From the town centre take the D 1003 in the direction of Meaux and the Monument Americain. At the top of the hill the road sweeps around to the left and you will see the entrance to the American Memorial. On your right you will see the junction for the D 9 indicating Étrépilly and Belleau.
Follow this road for seven kilometres and you will arrive at Belleau. The church is the first building that you will see on your right.
Although the 2nd US Division took Belleau Wood in June 1918, famously using its USMC Brigade, the Division never reached the village of Belleau.
The 26th Division had been created in Boston, Massachusetts in July 1917. Its two Brigades were made up of National Guard units from the New England States: 51st Brigade (101st Infantry Regiment and the 102nd Infantry Regiment), 52nd Brigade (103rd Infantry Regiment and the 104th Infantry Regiment).
When Major General Clarence Edwards asked about for suggestions for a Divisional nickname the idea of the Yankee Division was put forward and accepted.
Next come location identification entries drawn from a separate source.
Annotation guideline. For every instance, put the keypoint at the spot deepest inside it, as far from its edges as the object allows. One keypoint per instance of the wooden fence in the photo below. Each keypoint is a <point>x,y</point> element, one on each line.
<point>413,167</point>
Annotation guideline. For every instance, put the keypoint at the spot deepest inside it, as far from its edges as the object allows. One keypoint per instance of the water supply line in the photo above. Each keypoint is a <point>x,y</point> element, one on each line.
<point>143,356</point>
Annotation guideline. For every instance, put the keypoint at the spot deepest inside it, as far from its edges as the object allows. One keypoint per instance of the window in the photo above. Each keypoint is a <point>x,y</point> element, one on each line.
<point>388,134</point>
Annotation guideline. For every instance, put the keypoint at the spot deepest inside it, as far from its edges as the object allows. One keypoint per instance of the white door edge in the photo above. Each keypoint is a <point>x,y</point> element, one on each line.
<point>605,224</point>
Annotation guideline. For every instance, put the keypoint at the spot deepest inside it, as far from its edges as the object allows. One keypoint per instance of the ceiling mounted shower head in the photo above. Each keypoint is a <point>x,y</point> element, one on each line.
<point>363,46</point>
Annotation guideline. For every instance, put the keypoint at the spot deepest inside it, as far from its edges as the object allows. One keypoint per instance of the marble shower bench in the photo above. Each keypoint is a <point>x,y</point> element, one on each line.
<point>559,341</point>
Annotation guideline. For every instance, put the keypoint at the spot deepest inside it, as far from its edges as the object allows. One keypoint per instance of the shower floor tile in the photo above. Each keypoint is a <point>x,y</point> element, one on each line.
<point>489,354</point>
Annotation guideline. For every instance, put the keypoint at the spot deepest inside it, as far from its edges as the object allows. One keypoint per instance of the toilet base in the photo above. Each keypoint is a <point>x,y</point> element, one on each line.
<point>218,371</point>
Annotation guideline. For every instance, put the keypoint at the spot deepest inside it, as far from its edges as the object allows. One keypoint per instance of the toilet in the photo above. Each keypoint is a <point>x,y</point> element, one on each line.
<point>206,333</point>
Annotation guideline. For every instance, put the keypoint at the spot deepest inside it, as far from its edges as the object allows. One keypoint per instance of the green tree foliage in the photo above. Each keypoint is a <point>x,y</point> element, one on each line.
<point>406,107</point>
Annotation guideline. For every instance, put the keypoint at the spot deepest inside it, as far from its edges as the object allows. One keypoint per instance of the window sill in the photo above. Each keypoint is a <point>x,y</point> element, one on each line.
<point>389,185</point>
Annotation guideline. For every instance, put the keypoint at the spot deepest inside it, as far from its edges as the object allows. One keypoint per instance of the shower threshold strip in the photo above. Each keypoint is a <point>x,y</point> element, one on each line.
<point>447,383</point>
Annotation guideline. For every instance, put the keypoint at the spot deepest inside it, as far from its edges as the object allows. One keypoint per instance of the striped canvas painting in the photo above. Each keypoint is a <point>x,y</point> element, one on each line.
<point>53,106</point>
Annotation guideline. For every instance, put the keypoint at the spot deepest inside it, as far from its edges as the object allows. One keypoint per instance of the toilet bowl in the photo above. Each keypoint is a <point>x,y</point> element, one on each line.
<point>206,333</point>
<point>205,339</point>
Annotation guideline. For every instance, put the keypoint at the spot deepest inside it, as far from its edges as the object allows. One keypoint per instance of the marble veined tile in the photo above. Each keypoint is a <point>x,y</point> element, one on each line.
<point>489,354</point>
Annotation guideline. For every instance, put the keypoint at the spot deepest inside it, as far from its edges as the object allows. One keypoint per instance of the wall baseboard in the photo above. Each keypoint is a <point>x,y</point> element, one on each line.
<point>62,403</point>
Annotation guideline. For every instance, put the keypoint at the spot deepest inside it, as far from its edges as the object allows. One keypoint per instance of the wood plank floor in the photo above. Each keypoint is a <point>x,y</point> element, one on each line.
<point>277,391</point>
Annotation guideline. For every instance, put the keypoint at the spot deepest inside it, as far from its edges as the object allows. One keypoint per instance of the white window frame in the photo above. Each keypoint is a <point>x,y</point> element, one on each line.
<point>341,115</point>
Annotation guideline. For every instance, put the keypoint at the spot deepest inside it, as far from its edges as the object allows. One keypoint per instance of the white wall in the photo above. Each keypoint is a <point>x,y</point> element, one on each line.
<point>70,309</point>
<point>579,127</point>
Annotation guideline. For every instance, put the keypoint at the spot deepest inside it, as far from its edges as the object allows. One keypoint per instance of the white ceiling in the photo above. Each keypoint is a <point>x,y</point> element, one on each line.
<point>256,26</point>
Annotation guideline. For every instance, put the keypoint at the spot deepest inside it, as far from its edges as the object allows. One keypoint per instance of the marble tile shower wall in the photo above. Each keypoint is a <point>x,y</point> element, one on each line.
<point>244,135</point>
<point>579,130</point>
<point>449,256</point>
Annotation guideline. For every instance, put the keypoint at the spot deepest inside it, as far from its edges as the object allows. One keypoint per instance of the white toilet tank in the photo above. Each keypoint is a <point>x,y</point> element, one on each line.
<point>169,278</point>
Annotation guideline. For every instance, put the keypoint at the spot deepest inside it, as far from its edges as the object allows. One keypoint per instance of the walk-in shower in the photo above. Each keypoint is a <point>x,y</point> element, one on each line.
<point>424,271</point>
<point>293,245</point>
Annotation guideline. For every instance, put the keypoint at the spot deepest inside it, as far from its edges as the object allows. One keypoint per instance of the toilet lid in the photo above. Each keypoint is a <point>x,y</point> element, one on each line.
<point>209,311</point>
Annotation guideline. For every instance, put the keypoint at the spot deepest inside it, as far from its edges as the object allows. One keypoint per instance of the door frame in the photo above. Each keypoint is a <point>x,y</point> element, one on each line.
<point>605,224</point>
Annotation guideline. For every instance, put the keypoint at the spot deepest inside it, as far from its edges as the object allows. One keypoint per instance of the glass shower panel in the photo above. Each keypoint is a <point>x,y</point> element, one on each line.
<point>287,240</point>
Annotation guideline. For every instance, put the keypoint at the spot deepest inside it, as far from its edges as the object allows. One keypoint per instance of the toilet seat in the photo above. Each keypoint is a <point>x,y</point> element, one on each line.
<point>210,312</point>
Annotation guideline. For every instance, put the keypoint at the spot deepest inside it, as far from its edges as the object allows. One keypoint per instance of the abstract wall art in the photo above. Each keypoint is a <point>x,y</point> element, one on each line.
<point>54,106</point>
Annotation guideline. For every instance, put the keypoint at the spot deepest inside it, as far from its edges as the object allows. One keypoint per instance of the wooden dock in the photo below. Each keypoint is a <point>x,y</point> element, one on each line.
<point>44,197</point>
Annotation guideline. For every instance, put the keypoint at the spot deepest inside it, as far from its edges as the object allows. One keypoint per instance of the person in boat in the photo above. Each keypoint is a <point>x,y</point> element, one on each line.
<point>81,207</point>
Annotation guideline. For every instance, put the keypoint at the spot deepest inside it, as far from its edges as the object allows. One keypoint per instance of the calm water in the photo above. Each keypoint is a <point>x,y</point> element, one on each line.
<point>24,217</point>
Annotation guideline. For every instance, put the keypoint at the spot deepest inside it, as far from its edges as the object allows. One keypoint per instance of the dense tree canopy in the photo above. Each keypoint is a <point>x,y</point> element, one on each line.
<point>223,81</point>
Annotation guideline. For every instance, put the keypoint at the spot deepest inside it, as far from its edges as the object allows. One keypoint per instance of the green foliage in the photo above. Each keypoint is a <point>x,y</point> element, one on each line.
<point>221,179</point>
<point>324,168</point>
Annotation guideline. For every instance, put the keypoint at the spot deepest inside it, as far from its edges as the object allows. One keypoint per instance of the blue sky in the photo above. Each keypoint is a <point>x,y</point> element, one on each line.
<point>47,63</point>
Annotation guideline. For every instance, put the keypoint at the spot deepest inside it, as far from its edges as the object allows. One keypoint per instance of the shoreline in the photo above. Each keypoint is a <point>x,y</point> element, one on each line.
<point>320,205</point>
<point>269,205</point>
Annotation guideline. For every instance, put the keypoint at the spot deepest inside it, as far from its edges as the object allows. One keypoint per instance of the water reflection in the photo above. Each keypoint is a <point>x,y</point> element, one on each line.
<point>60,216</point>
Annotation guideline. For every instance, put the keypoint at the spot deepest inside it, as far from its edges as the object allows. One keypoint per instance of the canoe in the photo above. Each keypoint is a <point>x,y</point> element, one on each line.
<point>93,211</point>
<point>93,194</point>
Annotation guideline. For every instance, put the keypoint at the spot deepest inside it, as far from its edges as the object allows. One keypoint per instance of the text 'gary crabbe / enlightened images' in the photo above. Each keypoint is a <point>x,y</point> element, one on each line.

With the troops coming from Massachusetts, Connecticut, Rhode Island, New Hampshire, Vermont, and Maine it seemed a more than fitting title.
Although the word has come to suggest all Americans (or at least in particular the Unionists of the Civil War) the term originally meant those who came specifically from New England.
Between the 5th and 8th July 1918 the Division relieved the 2nd US Division in the line Vaux-Bouresches-Bois de Belleau-Bussiares. Although the German offensive in this sector had run its course this did not mean an end to the shelling and local attacks.
The Division suffered greatly from gas shelling and, on the 12th and 13th July, the Germans attempted to take Vaux (held by the 101st Regiment). The assault was beaten off and a few days later on 18th July the Division took a leading role in the great French counter attack at Soissons.
The villages of Belleau, Torcy and Givy all fell to the Division that day.
Belleau’s church which was originally in the centre of the village, was destroyed by American artillery prior to the final assault on the village by the 26th Division. Having liberated Belleau, General Edwards told villagers that he would ensure that the church was rebuilt.
Money was raised by the Division’s veterans and on 10th October 1929 the new church was dedicated in a ceremony attended by Brigadier General John Sherburne. Within are commemorative plaques and stained glass windows honouring those from the Division who died in France. It is the only memorial to the Division.
The plaque over the door carries the inscription:
Cette église, détruite durant la guerre mondiale a été reconstruite par les vétérans de la XXVIe Division du Corps Expéditionnaire américain en mémoire de leurs camarades qui sont tombés sur le sol de France en combattant pour la cause commune.
This church, destroyed during the world war, has been reconstructed by the veterans of the 26th Division of the American Expeditionary Force in memory of their comrades who fell on the soil of France fighting for a communal case.
In 2011 the Veterans’ Association were again raising funds to ensure that vital repair work (€40,000) on the roof was carried out.
They key can be obtained from the superintendent’s house in the cemetery.